Exercise can help reverse Diabetes

Exercise can help reverse Diabetes

Make exercise a social activity, perform a ‘Talking Test’ to check if the intensity is right for you

RAK Hospital educates Diabetes Challenge 2022 participants on Exercise Protocols during the ‘Diabeat’ Webinar series

A typical office worker with a desk job walks less than a Kilometer in a day when the minimum requirement is at least 5-7 Kms

Stamina, strength and flexibility should be the components of the exercise regime for diabetics

Muscles are essential in the management of diabetes; lower muscle mass can hinder our capacity to clear glucose from the bloodstream

Muscle capacity is lost by 1% every year after age 20.

25 October 2022, Ras Al Khaimah, UAE: Exercise is a crucial tool in the management of diabetes and has been shown to reverse the condition in many instances. In their latest ‘Diabeat’ webinar on ‘Exercise and Diabetes’ organized as part of the RAK Diabetes Challenge 2022 informative series, Professor Adrian Kennedy, Chief Wellness Officer at RAK Hospital highlighted the importance of exercise, its effect on insulin levels, including various aspects of exercise formats, and the impact of physical activity on the body.

At the webinar, Prof. Kennedy said, “Exercise is the magic pill for almost all ailments as it helps control weight, lower blood pressure, lower harmful LDL cholesterol and triglycerides, raise healthy HDL cholesterol, strengthen muscles and bones, reduce anxiety, and improve your general well-being. There are added benefits for people with diabetes as exercise lowers blood glucose levels and boosts your body’s sensitivity to insulin, countering insulin resistance.”

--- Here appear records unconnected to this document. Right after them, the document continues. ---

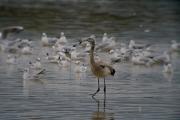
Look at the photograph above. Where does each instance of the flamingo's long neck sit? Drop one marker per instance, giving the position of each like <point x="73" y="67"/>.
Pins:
<point x="92" y="54"/>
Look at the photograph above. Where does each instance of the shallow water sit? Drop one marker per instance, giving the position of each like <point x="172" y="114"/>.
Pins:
<point x="135" y="92"/>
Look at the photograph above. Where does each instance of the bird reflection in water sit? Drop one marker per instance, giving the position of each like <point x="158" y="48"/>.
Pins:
<point x="101" y="114"/>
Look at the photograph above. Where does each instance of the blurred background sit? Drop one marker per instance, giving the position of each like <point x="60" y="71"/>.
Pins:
<point x="127" y="19"/>
<point x="134" y="93"/>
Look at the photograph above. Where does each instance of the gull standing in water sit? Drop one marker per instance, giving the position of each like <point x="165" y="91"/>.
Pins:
<point x="30" y="74"/>
<point x="100" y="70"/>
<point x="47" y="41"/>
<point x="175" y="46"/>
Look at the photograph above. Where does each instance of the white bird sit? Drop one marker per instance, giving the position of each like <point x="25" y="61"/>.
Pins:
<point x="26" y="50"/>
<point x="162" y="59"/>
<point x="168" y="68"/>
<point x="175" y="46"/>
<point x="11" y="29"/>
<point x="62" y="39"/>
<point x="11" y="59"/>
<point x="63" y="62"/>
<point x="52" y="59"/>
<point x="30" y="74"/>
<point x="47" y="41"/>
<point x="133" y="45"/>
<point x="36" y="64"/>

Talking specifically about the benefits of exercise for Diabetics, Prof Kennedy described the functioning of insulin in diabetes and said, “Insulin is utilized for the conversion of sugar in the cells into energy since this is not optimally functional in diabetes and the energy is not being utilized, then the residual sugar stays in the bloodstream and also remains as a consequence within the organs of the body. This impacts the functions of the organs such as the liver, kidney, eyes, nerves, etc. leading to dysfunction and problems. However, when we exercise it uses the energy in the cells of the body, burns sugar and benefits the diabetic person. In a nutshell, exercise helps manage prediabetes and type 2 diabetes by lowering blood glucose levels and improving insulin sensitivity throughout the body.”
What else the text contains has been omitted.